People asked me if I had any goals or intentions for this new year of life. The answer is no. I don't know why. I used to write down life objectives each birthday up until two years ago. Why I stopped is unknown to me. With time and life such fleeting experiences I guess I just wanted to simply live in the moment as much as possible. Being useful and productive is still really important. But getting older can force you to make it a priority to enjoy the here and now.
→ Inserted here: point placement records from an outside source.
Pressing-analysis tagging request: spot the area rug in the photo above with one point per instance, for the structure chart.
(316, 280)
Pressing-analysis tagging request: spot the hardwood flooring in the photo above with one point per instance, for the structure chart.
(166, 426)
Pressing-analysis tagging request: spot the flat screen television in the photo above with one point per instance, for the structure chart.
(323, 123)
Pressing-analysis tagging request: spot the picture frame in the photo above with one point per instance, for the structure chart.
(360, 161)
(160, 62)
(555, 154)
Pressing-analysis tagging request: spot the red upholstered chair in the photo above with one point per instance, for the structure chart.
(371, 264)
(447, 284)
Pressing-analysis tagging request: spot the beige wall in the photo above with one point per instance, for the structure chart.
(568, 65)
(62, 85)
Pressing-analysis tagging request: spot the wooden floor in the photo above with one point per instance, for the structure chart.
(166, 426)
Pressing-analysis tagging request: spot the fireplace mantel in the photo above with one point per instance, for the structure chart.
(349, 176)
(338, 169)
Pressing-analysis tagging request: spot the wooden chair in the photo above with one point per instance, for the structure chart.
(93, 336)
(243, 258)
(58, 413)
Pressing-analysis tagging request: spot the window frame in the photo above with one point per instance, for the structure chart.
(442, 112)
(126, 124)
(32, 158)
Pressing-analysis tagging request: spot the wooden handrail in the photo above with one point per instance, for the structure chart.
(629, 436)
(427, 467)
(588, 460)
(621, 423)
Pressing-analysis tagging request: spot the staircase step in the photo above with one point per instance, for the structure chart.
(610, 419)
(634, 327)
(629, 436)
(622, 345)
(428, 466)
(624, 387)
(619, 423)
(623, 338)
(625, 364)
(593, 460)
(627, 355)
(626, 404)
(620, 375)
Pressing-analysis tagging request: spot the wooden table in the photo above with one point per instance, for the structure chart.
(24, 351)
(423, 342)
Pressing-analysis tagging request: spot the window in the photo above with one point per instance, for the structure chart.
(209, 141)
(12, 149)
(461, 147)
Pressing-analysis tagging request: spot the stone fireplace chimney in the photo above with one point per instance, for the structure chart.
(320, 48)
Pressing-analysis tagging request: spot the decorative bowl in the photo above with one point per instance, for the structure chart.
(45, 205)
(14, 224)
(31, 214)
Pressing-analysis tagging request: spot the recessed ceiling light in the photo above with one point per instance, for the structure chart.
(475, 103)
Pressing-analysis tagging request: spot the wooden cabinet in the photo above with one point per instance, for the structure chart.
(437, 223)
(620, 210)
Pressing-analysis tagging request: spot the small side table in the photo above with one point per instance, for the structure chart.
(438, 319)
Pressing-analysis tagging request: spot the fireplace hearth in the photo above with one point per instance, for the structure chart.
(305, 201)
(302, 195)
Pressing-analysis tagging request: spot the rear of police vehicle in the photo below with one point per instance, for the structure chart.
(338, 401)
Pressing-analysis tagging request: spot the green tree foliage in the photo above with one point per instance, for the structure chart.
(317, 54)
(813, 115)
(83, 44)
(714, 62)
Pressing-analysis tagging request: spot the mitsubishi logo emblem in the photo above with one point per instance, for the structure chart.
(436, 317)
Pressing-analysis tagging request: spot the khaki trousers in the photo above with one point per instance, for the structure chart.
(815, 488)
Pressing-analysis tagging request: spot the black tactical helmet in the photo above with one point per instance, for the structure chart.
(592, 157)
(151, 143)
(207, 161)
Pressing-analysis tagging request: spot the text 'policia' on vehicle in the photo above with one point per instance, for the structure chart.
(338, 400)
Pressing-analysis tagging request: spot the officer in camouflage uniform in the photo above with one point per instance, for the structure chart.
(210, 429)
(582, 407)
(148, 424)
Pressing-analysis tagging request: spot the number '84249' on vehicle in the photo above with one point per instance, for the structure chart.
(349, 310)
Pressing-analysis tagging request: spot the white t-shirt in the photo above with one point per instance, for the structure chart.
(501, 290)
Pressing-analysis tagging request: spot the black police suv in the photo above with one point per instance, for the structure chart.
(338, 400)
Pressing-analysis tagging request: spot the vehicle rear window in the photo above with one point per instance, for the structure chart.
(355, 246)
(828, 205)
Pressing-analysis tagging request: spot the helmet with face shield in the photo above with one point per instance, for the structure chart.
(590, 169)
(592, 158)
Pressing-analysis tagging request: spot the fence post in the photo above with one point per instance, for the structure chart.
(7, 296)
Reflections on turning 33 would not be an honest self-examination without addressing the innately female question posed to me by my mother as she wished me a Happy Birthday. Mom didn't ask if I was going to start thinking seriously about finding someone and making her a grandchild or two. She has always been more modern in that regard. Mom asked me where the time went. Her statement was more of an afterthought but I couldn't help but ask myself: why aren't I somewhere else by now? Meaning: wasn't I supposed to be married already, have a child or two, own a summer cottage in Lake Tahoe, or anything else associated with this life stage that I am definitely in now. Our value as a person does not equal the balance sheet for the assets in our personal investment portfolio. Yet as much as there are second acts in life and California in particular is the land reinvention, time does run out. The clock will stop one day. If you don't have the things that matter most to most people by a ccertain deadline, you never will.